A Period of Transient Viremia and Occult Infection Precedes Persistent Viremia and Antiviral Immune Responses during Multiple Low-Dose Intravaginal Simian Immunodeficiency Virus Inoculations

Systemic SIV infection following multiple low-dose IVAG SIVmac251 inoculations.

A monkey is defined as systemically infected from the day that the first virus isolation or SIV gag-positive PBMC sample in a series of three consecutive positive samples was collected. On the basis of these criteria, two animals (27361 and 29029) were systemically SIV infected by 2 and 3 weeks postinoculation (p.i.), respectively; five monkeys were systemically infected by 5 to 7 weeks p.i.; and one animal (26513) was not infected until 8 weeks p.i. A SIV gag-specific nested PCR was carried out on all PBMC samples by a previously published technique (13). The PBMC of two animals were SIV DNA (vDNA) positive at 11 days p.i. (4 days after the second inoculation set). PBMC from two animals were consistently vDNA positive from the initial positive sample through the conclusion of the study (Table 1). Initially, PBMC from six of the eight animals were intermittently vDNA positive, but by 8 weeks p.i., PBMC from all of the animals were consistently positive (Table 1). To determine when infectious virus was readily detectable, SIV was isolated by coculturing PBMC with CEMx174 cells as previously described (7). Once the first SIV isolation-positive PBMC sample from an animal was detected, most of the subsequent PBMC samples from that animal were also virus isolation positive (Table 1). In all eight monkeys, the first virus isolation-positive PBMC sample was collected after the first vDNA PCR-positive sample (Table 1).

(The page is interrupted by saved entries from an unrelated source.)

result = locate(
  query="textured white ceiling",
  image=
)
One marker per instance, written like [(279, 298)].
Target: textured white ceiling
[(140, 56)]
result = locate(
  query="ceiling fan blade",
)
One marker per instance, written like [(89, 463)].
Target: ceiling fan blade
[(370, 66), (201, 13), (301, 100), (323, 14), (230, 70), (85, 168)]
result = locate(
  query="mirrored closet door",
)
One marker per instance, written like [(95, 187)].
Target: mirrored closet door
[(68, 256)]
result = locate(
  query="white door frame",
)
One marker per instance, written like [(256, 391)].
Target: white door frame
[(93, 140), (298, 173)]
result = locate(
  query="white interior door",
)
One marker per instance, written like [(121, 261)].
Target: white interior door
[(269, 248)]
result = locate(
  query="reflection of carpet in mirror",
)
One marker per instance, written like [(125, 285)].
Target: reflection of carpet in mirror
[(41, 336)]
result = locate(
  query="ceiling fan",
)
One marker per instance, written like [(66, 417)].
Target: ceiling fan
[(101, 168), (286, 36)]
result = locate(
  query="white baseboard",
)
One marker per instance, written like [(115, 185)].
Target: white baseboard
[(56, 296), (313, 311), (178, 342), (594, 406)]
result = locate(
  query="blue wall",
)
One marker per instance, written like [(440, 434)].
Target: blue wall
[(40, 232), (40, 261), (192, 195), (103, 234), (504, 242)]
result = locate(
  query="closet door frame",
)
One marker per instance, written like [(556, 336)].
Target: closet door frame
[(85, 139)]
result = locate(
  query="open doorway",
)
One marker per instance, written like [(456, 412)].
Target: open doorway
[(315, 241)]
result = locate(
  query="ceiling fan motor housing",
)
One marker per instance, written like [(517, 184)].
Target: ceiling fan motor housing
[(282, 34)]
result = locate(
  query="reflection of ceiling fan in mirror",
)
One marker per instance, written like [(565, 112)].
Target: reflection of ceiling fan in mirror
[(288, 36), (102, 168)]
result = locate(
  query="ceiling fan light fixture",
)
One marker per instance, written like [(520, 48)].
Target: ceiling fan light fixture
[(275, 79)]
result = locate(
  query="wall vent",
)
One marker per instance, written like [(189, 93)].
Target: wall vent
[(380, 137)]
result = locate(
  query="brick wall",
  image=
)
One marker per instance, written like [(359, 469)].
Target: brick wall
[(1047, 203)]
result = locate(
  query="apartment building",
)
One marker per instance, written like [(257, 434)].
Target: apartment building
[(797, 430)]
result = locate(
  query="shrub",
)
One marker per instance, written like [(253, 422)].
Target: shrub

Plasma SIV vRNA levels were determined by Bayer Diagnostics Inc. (Berkeley, Calif.) with an SIV-specific branched DNA amplification assay (4). The lower limit of detection of the assay was 125 copies of SIV RNA per ml of plasma. For most of the animals, the peak plasma vRNA levels (7.0 to 8.3 log₁₀ copies/ml) occurred 1 or 2 weeks after the first vRNA-positive plasma sample was collected (Table 1 and Fig. 1). After the acute peak phase viremia, plasma vRNA levels decreased to a variable extent but remained high (Fig. 1). In six of the eight animals, plasma vRNA became detectable after vDNA was detected in PBMC samples, but in two of the animals, vRNA and vDNA were initially found in the same blood samples. Compared to the isolation of infectious virus, plasma vRNA was detected earlier in six of the eight animals and simultaneously in two of the eight monkeys (Table 1).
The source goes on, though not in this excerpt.